A: You already have the makings of a great play about navigating a major life change. In fact, I want you to apply your creativity to figuring out the viability of this move. Act I is all about exploring the possibilities. I'm thrilled that you have no debt, and your home equity is a great asset. But be aware that only the first $250,000 in capital gains from a home sale is tax-free ($500,000 for couples). Earnings beyond $250,000 will be subject to a federal capital gains tax of up to 15 percent. Additionally, the home must be your primary residence, and you can claim the full exclusion only if you lived in it for at least two of the past five years. So you need to calculate what your net after-tax profit would be from selling, then figure out the price of living in the country.
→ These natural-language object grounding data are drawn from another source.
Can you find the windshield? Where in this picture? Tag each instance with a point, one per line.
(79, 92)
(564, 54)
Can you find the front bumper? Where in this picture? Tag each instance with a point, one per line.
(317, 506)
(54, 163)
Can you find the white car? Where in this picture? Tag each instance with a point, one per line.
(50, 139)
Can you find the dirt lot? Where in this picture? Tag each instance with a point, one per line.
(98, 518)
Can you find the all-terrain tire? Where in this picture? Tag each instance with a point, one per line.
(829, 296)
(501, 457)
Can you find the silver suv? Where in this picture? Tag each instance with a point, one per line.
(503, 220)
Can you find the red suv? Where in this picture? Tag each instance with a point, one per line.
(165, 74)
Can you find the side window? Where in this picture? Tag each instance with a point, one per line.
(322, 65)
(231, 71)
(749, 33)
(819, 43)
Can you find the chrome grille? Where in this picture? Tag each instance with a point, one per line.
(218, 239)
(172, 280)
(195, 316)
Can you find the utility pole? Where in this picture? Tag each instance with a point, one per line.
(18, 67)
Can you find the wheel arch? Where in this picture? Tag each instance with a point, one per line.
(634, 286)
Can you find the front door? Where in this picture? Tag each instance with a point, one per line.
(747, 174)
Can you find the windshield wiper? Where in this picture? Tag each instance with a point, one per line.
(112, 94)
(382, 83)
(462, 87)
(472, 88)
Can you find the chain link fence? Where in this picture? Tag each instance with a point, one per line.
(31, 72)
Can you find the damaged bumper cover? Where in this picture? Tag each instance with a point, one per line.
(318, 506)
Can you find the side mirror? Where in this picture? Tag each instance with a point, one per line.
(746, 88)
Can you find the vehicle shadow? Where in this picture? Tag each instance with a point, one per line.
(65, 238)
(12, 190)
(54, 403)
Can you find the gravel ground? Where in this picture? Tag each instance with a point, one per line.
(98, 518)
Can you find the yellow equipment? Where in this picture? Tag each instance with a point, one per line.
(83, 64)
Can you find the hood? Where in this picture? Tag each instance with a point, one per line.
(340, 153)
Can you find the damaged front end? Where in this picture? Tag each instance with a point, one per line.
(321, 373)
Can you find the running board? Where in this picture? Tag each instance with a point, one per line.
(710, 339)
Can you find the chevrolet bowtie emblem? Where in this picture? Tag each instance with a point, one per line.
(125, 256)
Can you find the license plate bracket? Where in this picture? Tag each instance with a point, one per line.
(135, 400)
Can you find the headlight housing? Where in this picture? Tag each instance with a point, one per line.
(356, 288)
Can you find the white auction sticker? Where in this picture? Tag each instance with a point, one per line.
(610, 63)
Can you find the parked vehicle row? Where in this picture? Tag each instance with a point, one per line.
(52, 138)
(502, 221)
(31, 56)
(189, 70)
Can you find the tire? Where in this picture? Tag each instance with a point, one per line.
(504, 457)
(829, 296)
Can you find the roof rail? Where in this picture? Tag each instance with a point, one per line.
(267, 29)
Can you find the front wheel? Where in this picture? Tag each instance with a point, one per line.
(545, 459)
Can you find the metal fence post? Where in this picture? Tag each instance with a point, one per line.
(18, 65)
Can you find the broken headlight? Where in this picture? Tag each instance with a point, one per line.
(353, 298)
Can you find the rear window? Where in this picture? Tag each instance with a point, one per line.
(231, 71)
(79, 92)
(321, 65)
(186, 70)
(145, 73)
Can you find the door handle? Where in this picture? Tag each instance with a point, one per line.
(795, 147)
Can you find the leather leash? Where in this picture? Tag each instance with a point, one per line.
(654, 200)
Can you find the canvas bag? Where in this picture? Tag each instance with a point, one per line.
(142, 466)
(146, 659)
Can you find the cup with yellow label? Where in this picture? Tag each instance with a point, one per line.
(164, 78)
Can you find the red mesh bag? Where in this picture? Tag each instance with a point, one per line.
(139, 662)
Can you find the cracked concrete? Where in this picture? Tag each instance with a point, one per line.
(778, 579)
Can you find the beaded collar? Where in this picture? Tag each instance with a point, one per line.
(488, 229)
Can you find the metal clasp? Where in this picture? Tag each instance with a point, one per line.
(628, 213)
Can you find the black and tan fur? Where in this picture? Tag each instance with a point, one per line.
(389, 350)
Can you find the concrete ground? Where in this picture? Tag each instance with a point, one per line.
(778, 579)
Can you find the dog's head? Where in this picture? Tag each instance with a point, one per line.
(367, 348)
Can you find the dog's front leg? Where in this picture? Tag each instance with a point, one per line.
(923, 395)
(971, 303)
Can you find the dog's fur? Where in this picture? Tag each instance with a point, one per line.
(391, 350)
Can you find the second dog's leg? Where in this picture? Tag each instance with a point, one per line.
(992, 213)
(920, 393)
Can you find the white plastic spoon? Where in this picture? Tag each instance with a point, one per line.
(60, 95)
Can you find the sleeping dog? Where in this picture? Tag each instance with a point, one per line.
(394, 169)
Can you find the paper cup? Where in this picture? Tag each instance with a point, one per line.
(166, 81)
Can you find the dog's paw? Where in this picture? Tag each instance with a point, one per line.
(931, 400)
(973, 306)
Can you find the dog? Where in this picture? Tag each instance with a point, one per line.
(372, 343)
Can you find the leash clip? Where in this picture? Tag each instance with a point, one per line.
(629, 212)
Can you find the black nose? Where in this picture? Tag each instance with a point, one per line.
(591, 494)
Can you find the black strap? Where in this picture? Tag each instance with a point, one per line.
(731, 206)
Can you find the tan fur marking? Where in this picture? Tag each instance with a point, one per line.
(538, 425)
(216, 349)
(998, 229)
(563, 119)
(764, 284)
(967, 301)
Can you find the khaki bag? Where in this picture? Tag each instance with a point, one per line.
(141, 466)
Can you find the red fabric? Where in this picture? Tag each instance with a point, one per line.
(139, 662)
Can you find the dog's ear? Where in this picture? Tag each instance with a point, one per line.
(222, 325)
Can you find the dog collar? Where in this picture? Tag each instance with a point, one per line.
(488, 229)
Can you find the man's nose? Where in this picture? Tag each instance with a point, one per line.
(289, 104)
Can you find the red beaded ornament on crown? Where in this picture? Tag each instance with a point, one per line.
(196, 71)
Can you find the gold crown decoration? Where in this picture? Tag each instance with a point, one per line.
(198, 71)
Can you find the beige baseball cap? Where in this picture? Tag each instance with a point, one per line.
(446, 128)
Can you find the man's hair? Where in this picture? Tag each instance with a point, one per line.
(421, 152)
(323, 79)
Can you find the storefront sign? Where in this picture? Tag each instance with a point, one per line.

Remember, even dream houses come with utilities and property taxes, so be sure your move would sharply reduce your monthly living costs.
Act II involves making a practical transition. So often we approach decisions as all or nothing. How about a little of both? Can you move and continue to work with clients? That's important because your $100,000 isn't enough for a comfortable retirement. I want you to make it a goal to put away at least $10,000 a year until you're 65. With those savings plus what you've already got, you could have a $350,000 nest egg by the time you're 65. That's a decent sum, and Social Security should provide more income.
You say you're afraid of losing clients. Have you even asked them? Make them an offer they can't refuse by presenting a detailed plan of exactly how you'll be able to deliver the same high-quality work from a distance. Or consider other income sources if you ditch your city life. Perhaps there's a teaching opportunity in the area you're thinking of moving to.
The final act, if you decide it makes sense, is to move. Even if you can afford to buy a home, I recommend renting for a year. Living in the country isn't the same as vacationing there. After that trial period, if it's everything you hoped for, go ahead and buy. If it's not what you expected, you can walk away—confident that you can come up with a whole new plan.